JINSEI STORIES

GOTOキッチン「父ちゃんが息子のために作ったお弁当1000箱」 Posted on 2020/10/20 辻 仁成 作家 パリ

シングルファザーになりたての頃、息子のために毎日、お弁当を作っていた。
彼が10歳の時からはじまり、中学二年生いっぱいまで続いたので、多分、1000箱は超えている。
学校に持っていくためのお弁当じゃない。
たんなる朝ごはんである。
なんか、給食がまずいというので、そうか、父ちゃんの出番だな、と頑張ってた。
そうおい口実だけど、実は父子の絆を強くするための、作戦…。
二人きりになった息子の寂しさを言葉じゃなく、料理で癒し、応援したかった。
なので、思えばあの日から、父ちゃんはお弁当作家になったのだ。



今日は、このパソコンの中に保存していたお弁当軍団の中から、思い出深いものを選んで、展示したい。
題して、父ちゃんのお弁当博物館、である。

GOTOキッチン「父ちゃんが息子のために作ったお弁当1000箱」

高菜ライスが息子の好物で、福岡の実家に戻ると高菜ライスの話ししかしない。そこで、せがまれて作った。高菜はパリの中華食材屋で手に入るのだ。明太子と卵焼きを載せて。

GOTOキッチン「父ちゃんが息子のために作ったお弁当1000箱」

薄いとんかつのサンドイッチだけど、ようは前日の残り物を工夫してパンで挟んだだけの…、あ、でも、パンはブリオッシュなので、甘くて子供にはたまらない。

GOTOキッチン「父ちゃんが息子のために作ったお弁当1000箱」

彩ってのは子供にとってアートの感覚を養う上でとっても大事な要素で、時々、見た目に華やかな弁当を作っていた。だいたい、そういう時は息子君、元気がない時なんだよね、…。



GOTOキッチン「父ちゃんが息子のために作ったお弁当1000箱」

鮭弁を作ろうと思ったのだけど、父ちゃんのスケールがでかすぎて、笑、でも、このくらい豪快だとでっかい子が育つよ。ガーリックのクリームソースを添えて。

GOTOキッチン「父ちゃんが息子のために作ったお弁当1000箱」

普通のハムサンドなんだけど、弁当箱に詰めると、なんか違った美味しさが演出されるでしょ? 野菜とかこう見えても結構入ってて。でも、うちのルールは残さず食べる、だから、…。

GOTOキッチン「父ちゃんが息子のために作ったお弁当1000箱」

ドライカレーにカレーをかけたお弁当ね。そのまんまなんですけど、これ、うまいんだよね。二重のおいしさ炸裂。

GOTOキッチン「父ちゃんが息子のために作ったお弁当1000箱」

焼きそばだって弁当箱につめると風格が出るでしょ? 絹さやと揚げ豆腐が主張しているけど、あくまでも、メインは焼きそばなんだよ。



GOTOキッチン「父ちゃんが息子のために作ったお弁当1000箱」

これね、覚えてる。苦肉の策で作ったお弁当で、こういう遊び心のあるものは土曜日とか日曜日の週末弁当に多いです。よく見て、下に引いてあるのはイタリアンロースハムなんだよね。えへへ。これ、どうせいっちゅうねん。
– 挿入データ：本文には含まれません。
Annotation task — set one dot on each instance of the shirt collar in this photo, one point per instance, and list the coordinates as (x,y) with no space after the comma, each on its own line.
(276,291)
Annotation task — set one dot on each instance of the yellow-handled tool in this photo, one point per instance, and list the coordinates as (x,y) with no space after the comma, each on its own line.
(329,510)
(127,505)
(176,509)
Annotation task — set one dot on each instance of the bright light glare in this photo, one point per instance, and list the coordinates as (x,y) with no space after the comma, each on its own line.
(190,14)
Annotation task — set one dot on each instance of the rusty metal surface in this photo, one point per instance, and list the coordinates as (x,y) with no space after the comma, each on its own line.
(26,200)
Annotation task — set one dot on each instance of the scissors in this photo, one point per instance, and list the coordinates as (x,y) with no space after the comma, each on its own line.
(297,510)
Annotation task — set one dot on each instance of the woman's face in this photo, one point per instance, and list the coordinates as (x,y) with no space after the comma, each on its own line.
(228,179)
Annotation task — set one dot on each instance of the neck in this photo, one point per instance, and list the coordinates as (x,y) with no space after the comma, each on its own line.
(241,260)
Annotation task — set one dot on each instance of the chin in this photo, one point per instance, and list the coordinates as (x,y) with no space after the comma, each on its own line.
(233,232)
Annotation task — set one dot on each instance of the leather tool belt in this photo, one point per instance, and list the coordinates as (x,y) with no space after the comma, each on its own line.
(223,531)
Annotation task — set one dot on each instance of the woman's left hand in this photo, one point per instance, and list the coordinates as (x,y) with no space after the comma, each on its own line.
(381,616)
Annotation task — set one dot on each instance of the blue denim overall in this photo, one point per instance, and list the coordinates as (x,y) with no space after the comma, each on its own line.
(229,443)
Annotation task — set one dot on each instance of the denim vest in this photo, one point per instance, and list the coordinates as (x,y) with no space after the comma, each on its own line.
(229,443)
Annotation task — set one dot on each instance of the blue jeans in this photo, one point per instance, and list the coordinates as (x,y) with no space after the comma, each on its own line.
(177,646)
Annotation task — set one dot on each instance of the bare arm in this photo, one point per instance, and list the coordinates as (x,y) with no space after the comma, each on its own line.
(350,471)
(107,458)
GOTOキッチン「父ちゃんが息子のために作ったお弁当1000箱」

ちょっとジジ臭いお弁当ですけど、これもようは前日の残り物を詰めたもので、エスカベッシュのお弁当ですね。ちょっと酸っぱい酢漬けのお魚、美味しいですよ。地味弁ですけど…。

GOTOキッチン「父ちゃんが息子のために作ったお弁当1000箱」

でた、これが、本物のドライ弁当です。下は白ご飯で、上にひき肉のカレー炒めが載っていて、実は甘いんです。この頃、与えすぎで、息子くん肥ってました。父ちゃんのせいなんだけど、美味しいからしょうがないですね。お弁当って毎日だから悩んでる暇はなし。どんどん、作って、どんどん食え~。

GOTOキッチン「父ちゃんが息子のために作ったお弁当1000箱」

ぼくね、巻きずし作るの大好きで、たまに弁当箱に忍ばせておくと、息子が蓋を開けて、わああああ、と驚く声、笑顔がこぼれてました。特に、父ちゃんの太巻き、美味いんです。うっすらとマヨネーズ入れてますから、…。えへへ、マヨラーです。



GOTOキッチン「父ちゃんが息子のために作ったお弁当1000箱」

名古屋のね、天むすが食べたくなって作ったんだけど、ちょっとダイナミックですごいでしょ? 子供はこういう遊び心、大好き!

GOTOキッチン「父ちゃんが息子のために作ったお弁当1000箱」

シンプルイズベストですね。見た目はこんな感じですけど、中にマヨネーズが入っているので、ジューシーで柔らかいんです、実際は!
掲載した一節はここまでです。